In the ongoing saga that is, “Life After Graduation,” I have begun a new chapter. You see, I’m reading this book called The Know-It-All and I’m loving it fiercely. It’s about a man who decides that he’s going to read the entire Encyclopedia Britannica cover to cover. It’s a massive undertaking and he chronicles it in just such a way that is poignant and amusing and loads of fun.
He has many reasons for reading the EB cover to cover, but the one that resonated most with me is that he feels he’s getting dumber. I can totally relate. When you’re in school, your professors are constantly telling you what to read to better yourself. You’re never at a loss for stimulating reading material and it’s your job to grow more knowledgeable.
Enter “real life.” Luckily, one of my jobs requires me to do research constantly so that helps, but if it doesn’t involve work-related issues, chances are I’m not reading it. I read constantly, but fiction, while fun and occasionally redolent of a few fun facts, is hardly the proper medium for giving the ol’ cortex a good workout.
I was at the library this weekend and I stumbled across the audio book section (literally, it was a narrow aisle and someone scooted past me and I fell onto the audio version of a Dean Koontz novel) and I noticed that there are language programs you can listen to on CD. So, being of a mind to stop my intellectual lethargy, I perused the selection and made my choice: Italian.
I am going to learn Italian. I have already finished two CDs of the program and feel I have a solid grasp of the cadence and pronunciation of the language. I doubt I could read it or write it but I can probably have a very slow, very short conversation in Italian at this point.

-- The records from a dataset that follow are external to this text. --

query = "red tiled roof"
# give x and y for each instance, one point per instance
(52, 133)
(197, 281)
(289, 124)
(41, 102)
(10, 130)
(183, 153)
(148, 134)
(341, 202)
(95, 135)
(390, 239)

I gotta tell you, it feels good to learn something and struggle to understand something. It’s a tad frustrating sometimes, as I am wont to only enjoy things I am immediately good at, but when I finally do understand it feels fantastic.
One thing that amuses me is that the program forces you to learn humility. At the end of every unit, the CD professor dude tells you to respond to your conversation partner on the CD. The conversation partner spews out all kinds of words you haven’t learned yet really fast, so that the only response you can possible have is, “I don’t know, miss,” (AKA Yo non capisco, signorina.) Then the CD says, “End of unit” and you learn what your conversation partner was saying in the next unit. It’s pretty funny.
Once I have a firm grasp of Italian, I’ll have a decent understanding of all three romantic languages. Next up, I reckon I’ll take on Russian or Japanese (Wes speaks both of these and I think it’ll be fun to converse in another language around the house.) After those, who knows? Maybe Turkish!
Which language would you learn if you had the option?